GoDaddy.com LLC v. RPost Communications Limited
2:14-cv-00126
D. Ariz.Dec 9, 2014Background
- GoDaddy sued RPost entities seeking a declaratory judgment that certain email-tracking patents (Patents‑in‑Suit) are unenforceable for patent misuse after RPost asserted those patents against GoDaddy.
- The patents were originally prosecuted by Dr. Terrance Tomkow and assigned to RPost International; later disputes arose among founders (Tomkow, Khan, Barton) over transfers and ownership.
- Barton sued (the Barton Cases), alleging fraudulent transfers of RPost International assets to offshore affiliates (RMail, RComm); a state court found malice and ordered restoration of Barton’s shares.
- Tomkow and Khan filed bankruptcy; Barton obtained conversion to Chapter 7 and a trustee was appointed to administer assets including the patents.
- RPost threatened/enforced the patents against third parties and contacted GoDaddy claiming clear ownership and enforcement rights, without disclosing the Barton or Bankruptcy disputes; GoDaddy alleges those ownership misrepresentations amounted to patent misuse.
Issues
| Issue | Plaintiff's Argument | Defendant's Argument | Held |
|---|---|---|---|
| Whether misrepresenting patent ownership can constitute patent misuse | GoDaddy: misrepresentations of ownership used to enforce patents amount to patent misuse and render patents unenforceable | RPost: misuse requires impermissible broadening of patent scope (subject matter or temporal); mere ownership misrepresentation does not broaden the patent grant | Court: Dismissed — ownership misrepresentation alone does not plead the required broadening element for patent misuse |
| Whether bad faith allegations alone suffice for patent misuse | GoDaddy: bad faith in asserting patents supports misuse claim | RPost: bad faith is insufficient without showing broadened patent rights and anticompetitive effect | Court: Bad faith allegations without factual showing of broadened scope fail to state a misuse claim |
| Whether existing remedies/statutes make misuse doctrine redundant here | GoDaddy: seeks misuse to render patents unenforceable | RPost: non‑owners already lack enforcement rights under statute; fraud claims can address misrepresentation | Court: Patent misuse unnecessary/inefficient for ownership misrepresentation because unenforceability against non‑owners and other legal remedies exist |
| Applicability of authority cited by plaintiff (e.g., Home Gambling, IMX) | GoDaddy: these cases support that ownership misrepresentation can be misuse | RPost: those cases do not stand for that proposition or are distinguishable | Court: Found those authorities inapposite or unpersuasive for expanding misuse to ownership misrepresentation |
Key Cases Cited
- Mallinckrodt, Inc. v. Medipart, Inc., 976 F.2d 700 (Fed. Cir. 1992) (describing patent misuse as restraint arising from leveraging patent rights)
- Princo Corp. v. Int'l Trade Comm'n, 616 F.3d 1318 (Fed. Cir. 2010) (refusing to extend misuse where patent rights were not broadened)
- Virginia Panel Corp. v. MAC Panel Co., 133 F.3d 860 (Fed. Cir. 1997) (holding practices within patent claim scope do not constitute misuse)
- C.R. Bard, Inc. v. M3 Sys., Inc., 157 F.3d 1340 (Fed. Cir. 1998) (discussing limits of misuse doctrine and rejecting open‑ended expansion based on wrongful use)

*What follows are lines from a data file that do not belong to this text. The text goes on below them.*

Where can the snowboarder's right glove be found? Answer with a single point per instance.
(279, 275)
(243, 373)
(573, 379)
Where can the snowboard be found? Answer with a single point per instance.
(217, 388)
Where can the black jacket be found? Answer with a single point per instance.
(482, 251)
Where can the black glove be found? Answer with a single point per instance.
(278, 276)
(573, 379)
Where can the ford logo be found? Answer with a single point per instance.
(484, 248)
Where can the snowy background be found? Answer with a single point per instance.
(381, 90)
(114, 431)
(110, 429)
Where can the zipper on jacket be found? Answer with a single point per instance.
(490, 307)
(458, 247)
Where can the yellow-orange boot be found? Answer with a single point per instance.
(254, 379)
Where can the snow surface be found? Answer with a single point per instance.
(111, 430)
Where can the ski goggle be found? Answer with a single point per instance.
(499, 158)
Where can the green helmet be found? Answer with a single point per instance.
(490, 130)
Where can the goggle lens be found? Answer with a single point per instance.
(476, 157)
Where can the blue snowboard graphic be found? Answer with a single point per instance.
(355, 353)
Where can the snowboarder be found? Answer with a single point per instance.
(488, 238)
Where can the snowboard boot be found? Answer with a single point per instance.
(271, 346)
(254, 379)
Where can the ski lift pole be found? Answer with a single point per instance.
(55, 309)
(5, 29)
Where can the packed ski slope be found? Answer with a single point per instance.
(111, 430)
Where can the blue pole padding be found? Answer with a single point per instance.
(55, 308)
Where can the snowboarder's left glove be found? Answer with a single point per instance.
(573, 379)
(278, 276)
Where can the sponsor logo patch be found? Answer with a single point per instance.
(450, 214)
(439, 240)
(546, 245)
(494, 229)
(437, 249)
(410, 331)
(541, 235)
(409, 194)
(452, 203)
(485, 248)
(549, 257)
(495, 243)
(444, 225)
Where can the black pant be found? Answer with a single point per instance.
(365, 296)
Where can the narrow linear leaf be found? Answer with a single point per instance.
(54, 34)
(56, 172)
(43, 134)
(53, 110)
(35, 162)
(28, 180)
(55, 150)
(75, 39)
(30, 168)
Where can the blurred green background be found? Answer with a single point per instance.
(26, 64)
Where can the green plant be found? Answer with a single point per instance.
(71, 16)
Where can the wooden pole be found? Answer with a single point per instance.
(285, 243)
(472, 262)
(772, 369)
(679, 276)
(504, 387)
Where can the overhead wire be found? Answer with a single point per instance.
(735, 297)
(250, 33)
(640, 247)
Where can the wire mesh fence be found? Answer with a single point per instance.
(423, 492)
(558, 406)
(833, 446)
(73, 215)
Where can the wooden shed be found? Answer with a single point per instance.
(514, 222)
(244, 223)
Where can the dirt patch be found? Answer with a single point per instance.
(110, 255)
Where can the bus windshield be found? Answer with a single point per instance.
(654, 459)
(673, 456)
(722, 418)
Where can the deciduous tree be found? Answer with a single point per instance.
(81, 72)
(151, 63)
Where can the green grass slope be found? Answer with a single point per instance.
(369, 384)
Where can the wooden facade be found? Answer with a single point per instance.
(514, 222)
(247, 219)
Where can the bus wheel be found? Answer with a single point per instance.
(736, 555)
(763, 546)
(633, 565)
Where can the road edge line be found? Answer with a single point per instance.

- U.S. Philips Corp. v. Int'l Trade Comm'n, 424 F.3d 1179 (Fed. Cir. 2005) (stating key inquiry: whether asserting a patent impermissibly broadened its scope and caused anticompetitive effect)
- Windsurfing Int'l v. AMF, Inc., 782 F.2d 995 (Fed. Cir. 1986) (articulating misuse as related to physical or temporal broadening of patent grant)
- Bell Atl. Corp. v. Twombly, 550 U.S. 544 (U.S. 2007) (pleading standard: facts must plausibly suggest liability)
- Ashcroft v. Iqbal, 556 U.S. 662 (U.S. 2009) (pleading standard requires plausible, well‑pleaded factual allegations)
- Balistreri v. Pacific Police Dep't, 901 F.2d 696 (9th Cir. 1990) (Rule 12(b)(6) dismissal principles)
- Daniels‑Hall v. Nat'l Educ. Ass'n, 629 F.3d 992 (9th Cir. 2010) (courts accept well‑pleaded facts and disregard conclusory allegations)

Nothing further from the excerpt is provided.